Nel frattempo, però, il giro di vite dei generali contro politici e critici della società civile non si ferma. Oggi è stato arrestato Win Htein (79 anni), un braccio destro di Suu Kyi, e già con un passato di 18 anni in carcere come prigioniero politico durante la dittatura.

Secondo l’Associazione dei prigionieri politici, almeno 150 persone sono state arrestate nei quattro giorni passati dal golpe. A parte Suu Kyi, detenuta nella sua residenza nella capitale Naypyidaw e “in buona salute”, secondo un portavoce della sua Lega nazionale per la democrazia, degli altri non si hanno notizie.

Unanimi finora le condanni della comunità occidentali. Ieri il presidente statunitense Joe Biden ha esortato i generali a “rinunciare al potere”, evocando la possibilità di sanzioni in caso contrario. Più tiepidi i toni del Consiglio di sicurezza dell’Onu, dove Cina e Russia si oppongono a condannare il regime.

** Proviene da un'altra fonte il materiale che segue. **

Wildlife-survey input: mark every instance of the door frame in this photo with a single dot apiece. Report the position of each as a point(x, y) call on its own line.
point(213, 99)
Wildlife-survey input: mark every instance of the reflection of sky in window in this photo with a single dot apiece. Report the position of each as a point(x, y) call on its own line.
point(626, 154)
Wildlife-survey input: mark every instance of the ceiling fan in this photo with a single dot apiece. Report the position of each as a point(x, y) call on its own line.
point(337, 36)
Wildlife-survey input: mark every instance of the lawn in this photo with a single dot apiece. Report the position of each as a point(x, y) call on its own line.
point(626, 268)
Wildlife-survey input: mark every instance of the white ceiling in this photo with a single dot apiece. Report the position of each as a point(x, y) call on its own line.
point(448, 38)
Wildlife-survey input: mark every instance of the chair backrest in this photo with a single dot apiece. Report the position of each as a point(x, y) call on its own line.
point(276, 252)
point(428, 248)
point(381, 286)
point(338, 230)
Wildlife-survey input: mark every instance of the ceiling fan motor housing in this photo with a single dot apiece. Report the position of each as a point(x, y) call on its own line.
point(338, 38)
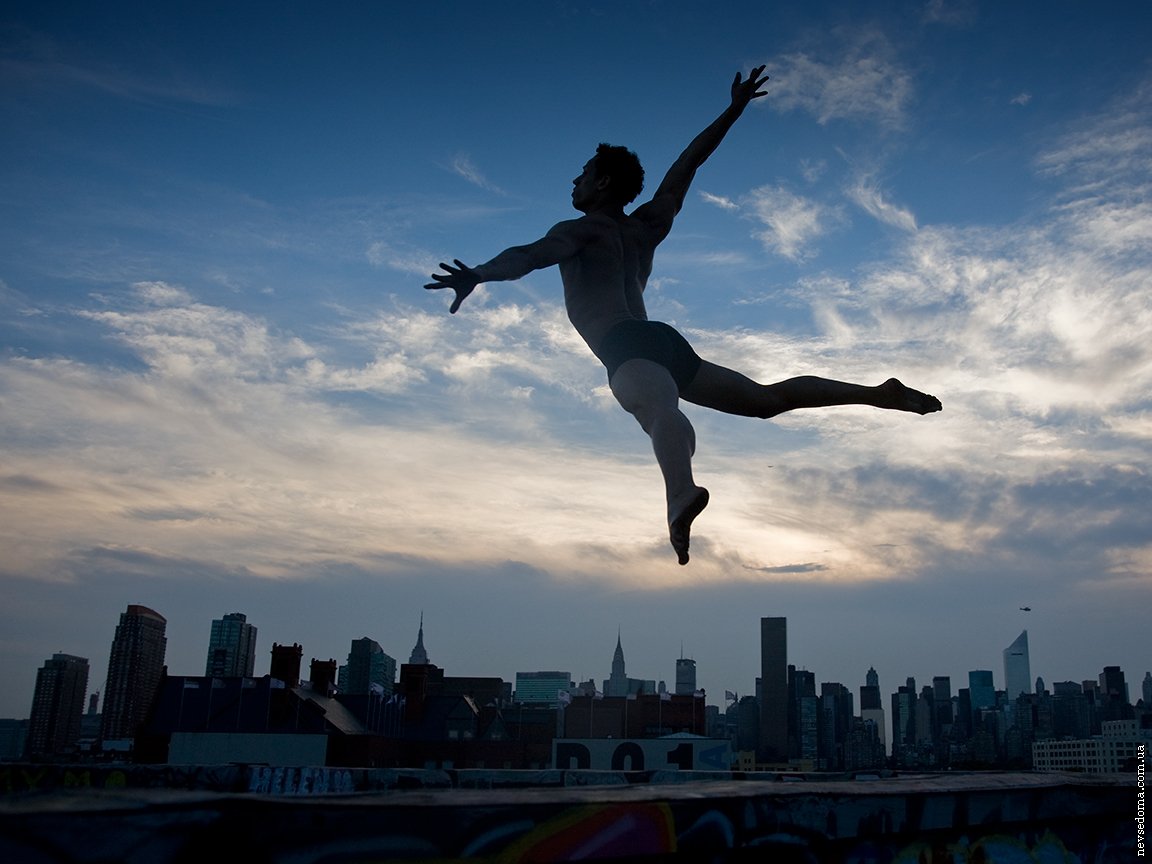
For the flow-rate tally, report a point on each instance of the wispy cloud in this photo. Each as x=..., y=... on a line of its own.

Il capo delle forze armate Min Aung Hlaing, assumendo i pieni poteri, ha azzerato in un colpo solo i graduali progressi di un decennio di transizione verso la democrazia altamente imperfetto, ma che era comunque aria fresca rispetto alla soffocante dittatura di mezzo secolo che l’aveva preceduto.  Ma forse non hanno fatto i conti con la rapida diffusione dei social media e con il potenziale di diffusione delle proteste che portano con sé.